College Life is a required course at Jones College and has been since 2013.  In 2022, a volunteerism component was added to the course curriculum with the goal of helping students become more actively involved in their communities.

In the spring semester of 2023, 353 students participated in a community service project which made up a total of 4,117 hours.

In order to successfully complete the College Life course, students now must complete 10 hours of community service.  Through these projects students discover that volunteering builds strong relationships and can also boost self esteem and help build leadership skills. 

“We do consider it a success,” said Dr. Kisha Jones, the creator of College Life. “We know that often when people think about community service, they think about it as a punishment. We want students to think of it as giving back to their communities and how they can help someone else.”

Pablo Lopez, a Jones student majoring in finance and accounting, said that when he was given the community service project assignment, he wanted to help an orphanage and found a local one on the internet. It was made up of a husband and wife team who homeschooled and oversaw five boys. Lopez called and talked to the couple to get more information.

Lopez, originally from Guatemala, lives in Waynesboro, where he attends a Hispanic church, but since he lives in the dorm and cannot always go home, he attends Wednesday nights at the Seventh Day Adventist Church in Laurel. Lopez and the youth from his church visited the orphanage and had a game night with the boys. They could see how the boys did not have many other children to connect with, so the boys were very happy to have them there.

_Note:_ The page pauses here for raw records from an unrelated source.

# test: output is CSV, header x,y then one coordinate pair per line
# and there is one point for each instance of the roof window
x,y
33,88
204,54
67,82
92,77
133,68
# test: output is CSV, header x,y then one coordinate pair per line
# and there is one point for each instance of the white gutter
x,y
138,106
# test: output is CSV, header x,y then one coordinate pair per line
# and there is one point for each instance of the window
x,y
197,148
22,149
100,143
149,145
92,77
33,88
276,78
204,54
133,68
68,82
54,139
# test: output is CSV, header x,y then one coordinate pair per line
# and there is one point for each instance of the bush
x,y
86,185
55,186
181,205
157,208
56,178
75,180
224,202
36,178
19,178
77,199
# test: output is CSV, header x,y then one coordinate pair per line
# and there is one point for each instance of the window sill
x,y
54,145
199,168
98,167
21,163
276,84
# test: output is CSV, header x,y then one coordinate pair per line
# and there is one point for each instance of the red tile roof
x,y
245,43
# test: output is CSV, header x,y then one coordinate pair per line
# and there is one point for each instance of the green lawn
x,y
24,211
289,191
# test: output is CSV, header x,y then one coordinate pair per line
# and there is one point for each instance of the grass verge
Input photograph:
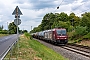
x,y
30,49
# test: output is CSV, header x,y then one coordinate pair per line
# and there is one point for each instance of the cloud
x,y
34,10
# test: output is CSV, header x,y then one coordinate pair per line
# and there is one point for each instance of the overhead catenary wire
x,y
59,5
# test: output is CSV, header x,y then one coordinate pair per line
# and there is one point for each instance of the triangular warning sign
x,y
17,11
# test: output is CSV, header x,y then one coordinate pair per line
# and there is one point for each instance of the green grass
x,y
44,52
30,49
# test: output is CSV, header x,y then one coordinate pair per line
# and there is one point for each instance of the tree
x,y
1,28
86,20
12,28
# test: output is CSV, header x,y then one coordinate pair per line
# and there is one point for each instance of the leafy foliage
x,y
76,26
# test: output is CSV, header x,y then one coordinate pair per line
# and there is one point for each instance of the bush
x,y
80,30
87,36
28,35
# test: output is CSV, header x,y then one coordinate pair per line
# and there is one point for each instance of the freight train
x,y
56,35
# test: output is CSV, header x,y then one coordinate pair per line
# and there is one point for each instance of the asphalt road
x,y
6,42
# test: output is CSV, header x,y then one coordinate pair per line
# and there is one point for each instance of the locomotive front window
x,y
61,32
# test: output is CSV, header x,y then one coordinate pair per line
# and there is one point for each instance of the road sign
x,y
17,11
17,16
17,22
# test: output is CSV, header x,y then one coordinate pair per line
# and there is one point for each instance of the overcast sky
x,y
34,10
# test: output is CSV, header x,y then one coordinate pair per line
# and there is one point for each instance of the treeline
x,y
75,25
12,29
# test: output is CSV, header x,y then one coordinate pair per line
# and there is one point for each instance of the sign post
x,y
17,21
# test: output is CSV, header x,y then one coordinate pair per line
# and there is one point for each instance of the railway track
x,y
79,49
71,51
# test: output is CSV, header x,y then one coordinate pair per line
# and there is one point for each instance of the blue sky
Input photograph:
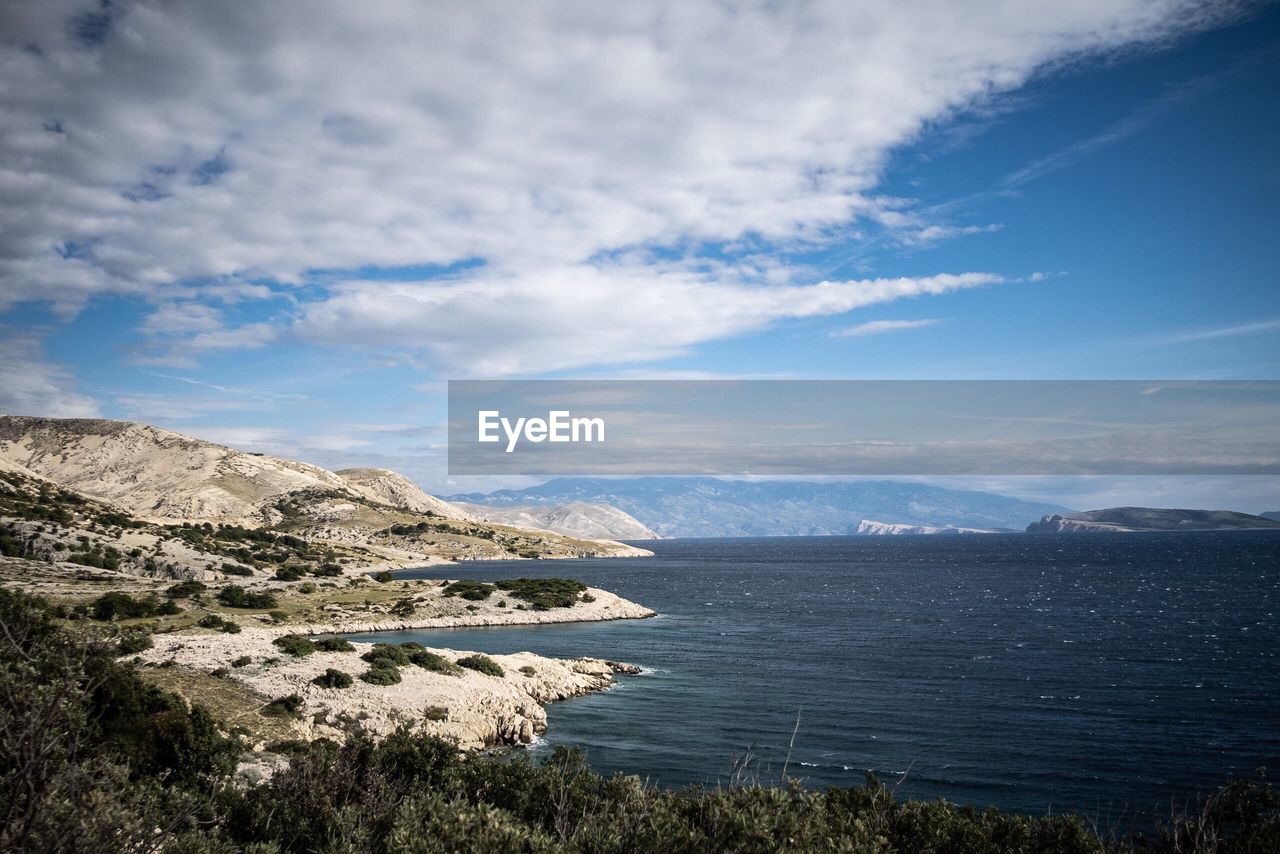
x,y
286,231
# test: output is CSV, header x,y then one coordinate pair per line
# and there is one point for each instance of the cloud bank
x,y
629,178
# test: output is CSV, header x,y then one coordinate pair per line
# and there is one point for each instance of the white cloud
x,y
526,325
880,327
1223,332
32,386
206,147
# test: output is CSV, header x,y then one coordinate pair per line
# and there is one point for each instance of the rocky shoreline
x,y
472,708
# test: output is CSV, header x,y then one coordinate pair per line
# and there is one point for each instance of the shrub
x,y
186,589
120,606
237,597
135,642
544,593
296,645
283,707
332,677
392,654
382,674
481,663
433,662
469,589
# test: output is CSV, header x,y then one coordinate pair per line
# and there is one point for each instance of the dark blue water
x,y
1106,674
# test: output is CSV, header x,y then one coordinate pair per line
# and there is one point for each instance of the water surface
x,y
1109,674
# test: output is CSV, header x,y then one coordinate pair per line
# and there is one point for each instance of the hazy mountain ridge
x,y
1151,519
712,507
575,519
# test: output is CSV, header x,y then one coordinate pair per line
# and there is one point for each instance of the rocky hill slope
x,y
163,482
1150,519
576,519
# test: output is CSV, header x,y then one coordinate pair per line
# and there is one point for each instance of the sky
x,y
284,227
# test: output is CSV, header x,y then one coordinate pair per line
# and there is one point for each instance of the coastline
x,y
469,707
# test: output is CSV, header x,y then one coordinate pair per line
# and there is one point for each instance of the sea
x,y
1115,675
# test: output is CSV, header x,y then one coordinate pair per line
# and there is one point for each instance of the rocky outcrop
x,y
154,473
1150,519
576,519
389,488
165,478
472,708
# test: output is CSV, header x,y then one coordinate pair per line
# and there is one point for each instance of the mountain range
x,y
713,507
1151,519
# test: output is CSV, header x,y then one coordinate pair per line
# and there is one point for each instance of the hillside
x,y
712,507
156,480
1151,519
576,519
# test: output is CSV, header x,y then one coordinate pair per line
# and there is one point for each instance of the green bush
x,y
186,589
112,763
283,707
120,606
296,645
237,597
382,674
433,662
332,677
135,642
481,663
469,589
392,654
544,593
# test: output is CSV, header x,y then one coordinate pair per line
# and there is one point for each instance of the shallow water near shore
x,y
1116,675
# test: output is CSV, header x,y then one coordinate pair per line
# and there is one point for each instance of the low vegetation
x,y
96,759
544,593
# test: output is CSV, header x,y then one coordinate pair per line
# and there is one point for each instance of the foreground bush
x,y
94,759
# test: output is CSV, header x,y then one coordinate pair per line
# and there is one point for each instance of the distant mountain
x,y
577,519
869,528
712,507
1151,519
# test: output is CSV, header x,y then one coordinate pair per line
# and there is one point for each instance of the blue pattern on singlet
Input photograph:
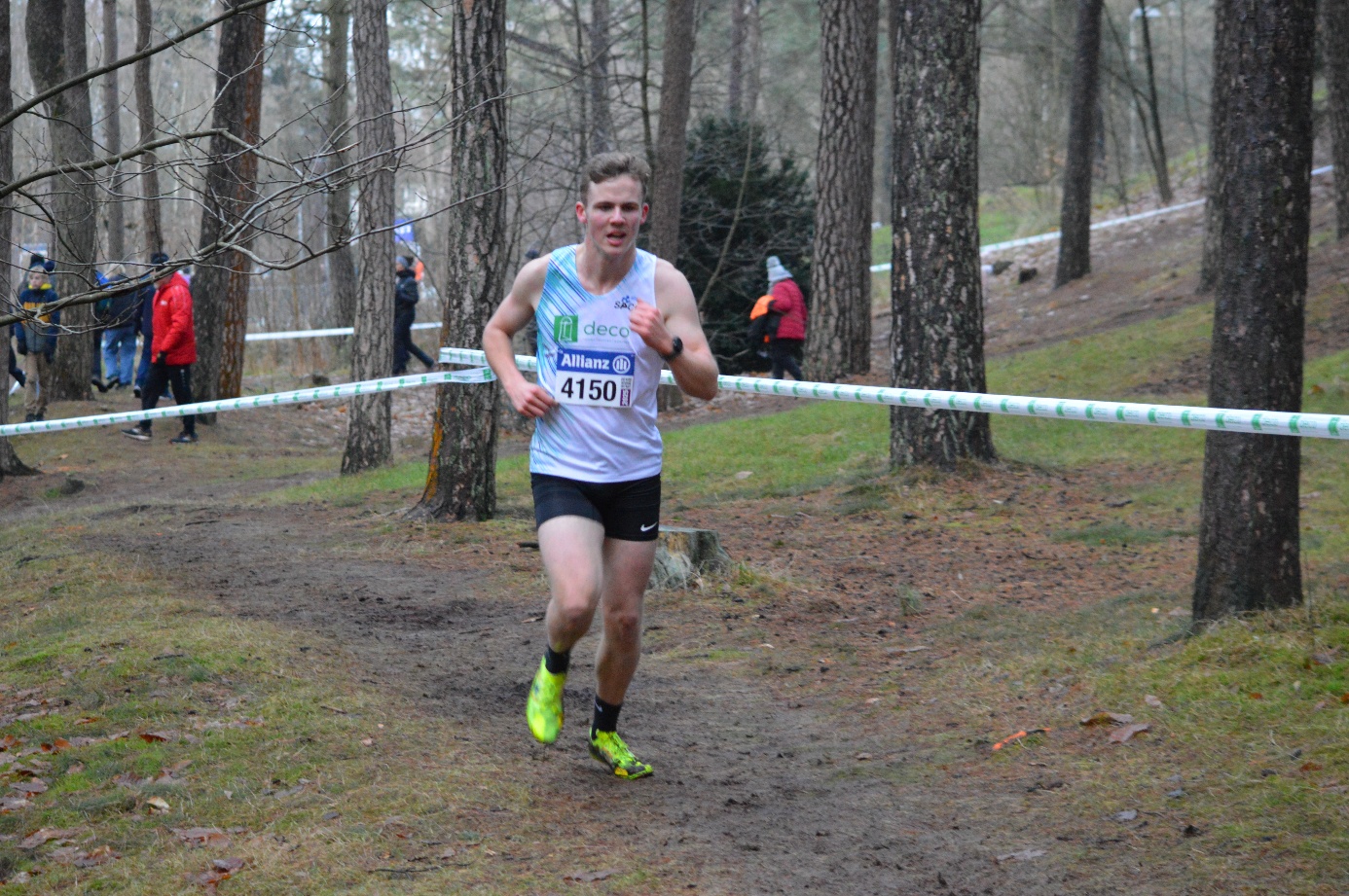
x,y
584,442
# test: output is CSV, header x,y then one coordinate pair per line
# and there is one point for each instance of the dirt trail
x,y
750,794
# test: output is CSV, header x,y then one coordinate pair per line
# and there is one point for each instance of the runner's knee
x,y
624,626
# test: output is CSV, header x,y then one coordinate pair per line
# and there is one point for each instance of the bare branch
x,y
125,61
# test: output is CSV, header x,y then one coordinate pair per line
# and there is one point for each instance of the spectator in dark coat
x,y
144,302
119,315
173,350
405,311
37,339
785,345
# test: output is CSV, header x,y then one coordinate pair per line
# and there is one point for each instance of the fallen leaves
x,y
30,787
1124,725
220,869
1019,735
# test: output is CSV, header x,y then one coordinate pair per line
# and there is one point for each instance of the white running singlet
x,y
602,375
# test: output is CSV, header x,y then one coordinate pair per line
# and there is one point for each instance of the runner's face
x,y
612,213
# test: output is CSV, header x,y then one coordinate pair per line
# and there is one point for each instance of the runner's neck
x,y
601,272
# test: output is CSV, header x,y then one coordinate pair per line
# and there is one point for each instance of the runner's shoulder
x,y
529,282
671,283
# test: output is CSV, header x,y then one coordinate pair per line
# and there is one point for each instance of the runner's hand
x,y
530,399
649,324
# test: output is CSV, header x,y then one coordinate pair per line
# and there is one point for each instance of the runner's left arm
x,y
676,314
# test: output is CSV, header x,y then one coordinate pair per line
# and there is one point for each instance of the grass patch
x,y
316,779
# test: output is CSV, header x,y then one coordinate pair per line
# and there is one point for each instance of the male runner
x,y
607,315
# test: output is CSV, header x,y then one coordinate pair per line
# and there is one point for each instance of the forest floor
x,y
224,654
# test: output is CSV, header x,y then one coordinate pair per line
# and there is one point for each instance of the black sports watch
x,y
676,349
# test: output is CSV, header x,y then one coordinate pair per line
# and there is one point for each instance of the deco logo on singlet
x,y
566,328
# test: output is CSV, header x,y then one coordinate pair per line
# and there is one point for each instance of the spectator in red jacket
x,y
173,350
785,346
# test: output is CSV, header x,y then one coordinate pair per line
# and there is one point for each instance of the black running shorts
x,y
629,511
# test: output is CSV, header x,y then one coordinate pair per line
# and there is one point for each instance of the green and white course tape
x,y
318,394
1321,426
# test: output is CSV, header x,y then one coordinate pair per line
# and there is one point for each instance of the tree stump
x,y
683,554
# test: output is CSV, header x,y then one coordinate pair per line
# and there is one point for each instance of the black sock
x,y
606,717
558,663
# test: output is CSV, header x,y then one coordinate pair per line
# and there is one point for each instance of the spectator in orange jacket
x,y
173,350
785,346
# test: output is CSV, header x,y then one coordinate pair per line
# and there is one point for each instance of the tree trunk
x,y
1159,158
753,61
10,462
602,122
461,476
112,125
672,140
736,70
154,237
936,304
1250,523
645,84
1076,216
1334,42
56,52
839,339
220,287
373,345
342,269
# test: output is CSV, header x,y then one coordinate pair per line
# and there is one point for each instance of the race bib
x,y
600,378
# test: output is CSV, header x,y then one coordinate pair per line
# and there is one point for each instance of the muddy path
x,y
751,794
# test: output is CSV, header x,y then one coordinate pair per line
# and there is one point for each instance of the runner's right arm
x,y
510,318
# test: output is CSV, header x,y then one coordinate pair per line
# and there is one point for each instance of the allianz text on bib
x,y
595,360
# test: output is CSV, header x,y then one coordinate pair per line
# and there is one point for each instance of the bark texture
x,y
672,136
56,52
1159,157
373,345
839,337
1334,42
461,476
342,269
112,133
10,462
1250,521
1076,216
736,67
936,304
602,120
151,216
220,287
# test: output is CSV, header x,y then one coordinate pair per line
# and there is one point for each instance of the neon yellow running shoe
x,y
608,748
544,710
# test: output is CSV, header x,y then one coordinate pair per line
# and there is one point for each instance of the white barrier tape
x,y
1322,426
320,394
314,335
1098,225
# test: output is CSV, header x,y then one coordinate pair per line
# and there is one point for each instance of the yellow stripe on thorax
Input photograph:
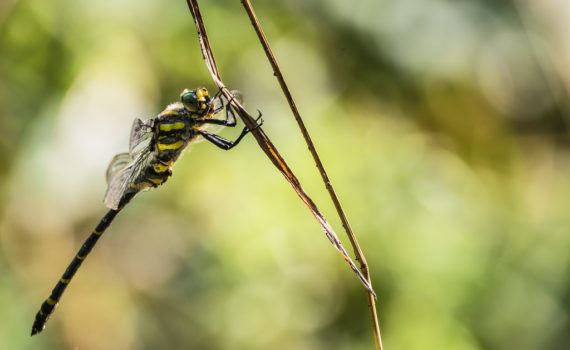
x,y
169,112
160,168
175,145
173,126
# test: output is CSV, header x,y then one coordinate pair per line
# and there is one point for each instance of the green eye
x,y
190,100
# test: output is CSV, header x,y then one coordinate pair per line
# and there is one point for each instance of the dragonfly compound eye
x,y
190,100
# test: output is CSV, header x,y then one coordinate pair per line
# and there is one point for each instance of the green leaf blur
x,y
444,126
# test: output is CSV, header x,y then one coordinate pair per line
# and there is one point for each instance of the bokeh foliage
x,y
443,126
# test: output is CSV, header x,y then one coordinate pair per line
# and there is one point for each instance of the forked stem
x,y
272,153
351,236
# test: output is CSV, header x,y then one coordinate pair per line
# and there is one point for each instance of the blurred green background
x,y
444,126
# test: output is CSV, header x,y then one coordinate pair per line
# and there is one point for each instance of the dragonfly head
x,y
195,101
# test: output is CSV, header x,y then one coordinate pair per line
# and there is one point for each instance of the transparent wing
x,y
141,133
121,180
125,168
119,162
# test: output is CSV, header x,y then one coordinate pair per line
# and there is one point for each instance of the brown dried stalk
x,y
353,241
272,153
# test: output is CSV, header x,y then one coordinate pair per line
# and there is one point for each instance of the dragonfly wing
x,y
124,180
141,133
119,162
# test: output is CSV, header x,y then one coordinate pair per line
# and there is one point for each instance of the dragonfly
x,y
155,144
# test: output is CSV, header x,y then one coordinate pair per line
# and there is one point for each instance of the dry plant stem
x,y
353,241
266,144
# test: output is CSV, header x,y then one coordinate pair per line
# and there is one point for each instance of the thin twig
x,y
265,143
353,241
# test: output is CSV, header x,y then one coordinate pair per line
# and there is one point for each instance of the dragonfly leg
x,y
226,144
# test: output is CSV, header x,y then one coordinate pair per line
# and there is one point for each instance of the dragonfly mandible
x,y
155,144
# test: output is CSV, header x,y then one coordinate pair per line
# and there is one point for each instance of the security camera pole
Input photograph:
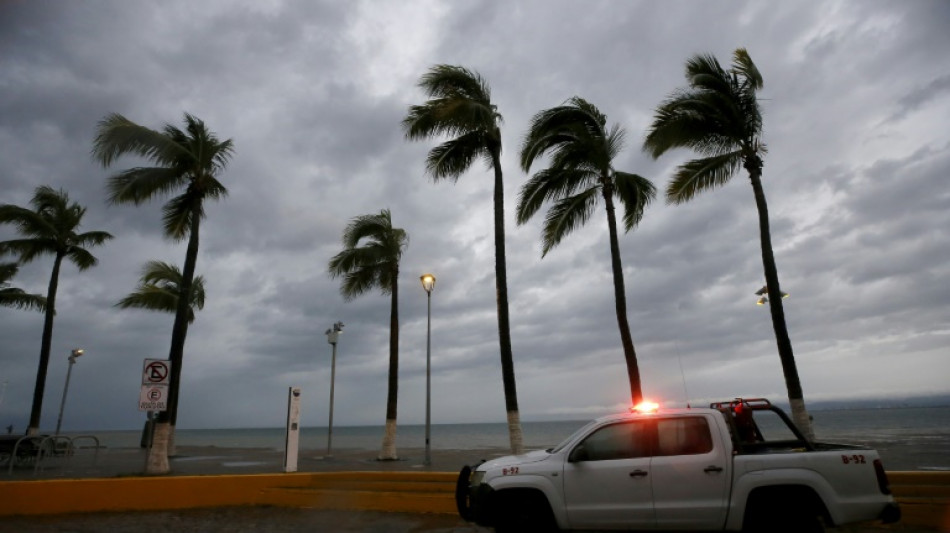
x,y
72,360
332,336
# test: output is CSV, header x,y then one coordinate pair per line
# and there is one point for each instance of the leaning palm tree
x,y
581,170
49,228
187,162
718,116
460,106
159,289
17,298
372,248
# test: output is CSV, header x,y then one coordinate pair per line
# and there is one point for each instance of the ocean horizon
x,y
908,438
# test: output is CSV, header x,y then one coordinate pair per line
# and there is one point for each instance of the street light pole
x,y
332,336
428,284
62,404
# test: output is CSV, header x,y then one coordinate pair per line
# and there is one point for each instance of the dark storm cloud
x,y
312,94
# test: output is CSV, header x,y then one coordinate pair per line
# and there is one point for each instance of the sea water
x,y
907,438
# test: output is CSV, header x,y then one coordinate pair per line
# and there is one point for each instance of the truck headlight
x,y
476,478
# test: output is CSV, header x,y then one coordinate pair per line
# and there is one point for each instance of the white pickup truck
x,y
735,466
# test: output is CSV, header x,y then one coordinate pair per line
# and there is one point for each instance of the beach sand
x,y
211,460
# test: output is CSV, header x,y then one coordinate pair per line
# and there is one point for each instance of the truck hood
x,y
512,460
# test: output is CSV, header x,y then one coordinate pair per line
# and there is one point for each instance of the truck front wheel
x,y
518,511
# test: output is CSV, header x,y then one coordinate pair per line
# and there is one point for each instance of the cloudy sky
x,y
856,101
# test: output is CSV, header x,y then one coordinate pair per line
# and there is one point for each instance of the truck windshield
x,y
573,436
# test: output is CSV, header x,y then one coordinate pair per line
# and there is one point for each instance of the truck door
x,y
607,478
690,472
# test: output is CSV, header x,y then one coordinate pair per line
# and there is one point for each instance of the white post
x,y
62,404
293,430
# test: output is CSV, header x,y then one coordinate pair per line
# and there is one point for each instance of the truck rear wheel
x,y
784,510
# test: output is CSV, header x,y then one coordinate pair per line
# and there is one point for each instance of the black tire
x,y
523,512
462,501
784,512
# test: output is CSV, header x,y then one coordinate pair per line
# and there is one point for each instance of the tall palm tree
x,y
372,265
17,298
159,289
718,116
582,151
186,162
460,106
49,228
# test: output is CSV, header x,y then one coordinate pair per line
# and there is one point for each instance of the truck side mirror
x,y
578,455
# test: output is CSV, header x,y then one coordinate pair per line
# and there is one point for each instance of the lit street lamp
x,y
332,336
72,360
763,295
428,283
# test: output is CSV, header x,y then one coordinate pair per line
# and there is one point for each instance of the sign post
x,y
293,430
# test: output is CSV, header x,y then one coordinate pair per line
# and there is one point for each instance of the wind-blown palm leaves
x,y
460,107
17,298
186,162
159,289
375,265
49,229
719,117
582,150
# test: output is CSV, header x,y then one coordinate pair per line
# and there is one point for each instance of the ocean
x,y
915,438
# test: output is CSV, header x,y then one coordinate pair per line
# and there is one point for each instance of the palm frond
x,y
548,185
117,135
742,64
452,158
140,184
375,263
160,288
177,215
565,216
13,297
635,193
699,175
81,257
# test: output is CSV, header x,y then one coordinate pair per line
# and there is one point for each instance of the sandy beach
x,y
212,460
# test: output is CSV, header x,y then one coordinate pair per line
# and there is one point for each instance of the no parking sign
x,y
153,395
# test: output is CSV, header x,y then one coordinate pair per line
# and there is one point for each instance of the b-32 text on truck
x,y
740,465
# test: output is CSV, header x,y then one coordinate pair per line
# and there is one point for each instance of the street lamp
x,y
333,335
428,283
72,360
763,295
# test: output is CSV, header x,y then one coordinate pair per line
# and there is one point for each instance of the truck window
x,y
625,440
683,436
772,427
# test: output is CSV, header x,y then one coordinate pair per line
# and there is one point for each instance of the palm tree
x,y
160,288
14,297
581,170
460,106
718,116
186,162
375,264
49,228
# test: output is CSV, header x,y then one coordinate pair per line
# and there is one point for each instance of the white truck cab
x,y
735,466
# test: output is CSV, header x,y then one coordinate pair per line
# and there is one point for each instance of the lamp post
x,y
763,295
72,360
333,335
428,283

“The parents had said the boys were shy, but as the night unfolded, they came out of their shell,” Lopez said. “By the end of the night, it was like we had known them for years.”

Lopez said that he created a connection with the boys when visiting, and afterward, his church wanted to do something for them. They had an Adopt A Kid drive with five boxes, and they filled them with clothes, video games and other items the boys wanted.

“The people from my church were very friendly and optimistic,” he said. “I have to thank them because without them, it wouldn’t have been the same experience.”

Through his project, Lopez did so much more than just satisfy the requirements of his College Life course. He built lasting relationships and fulfilled a lifelong dream of helping children in need.

 “It wasn’t a school project anymore,” said Lopez. “It was a goal for me to make a difference.”

Lopez’s College Life instructor, John Stockstill, told his students that he wanted them to create a project that would last.

“I saw the project didn’t end,” said Lopez, who plans to continue working with the boys. He explained that the project spoke for itself and inspired others to do more.

Lopez’s story reiterates what Dr. Jones says about the importance of volunteering.

“Research shows that when we are helping other people and doing community service, we are actually helping ourselves,” said Dr. Jones. “We are building self confidence, social networks, and we are learning to work with other people.”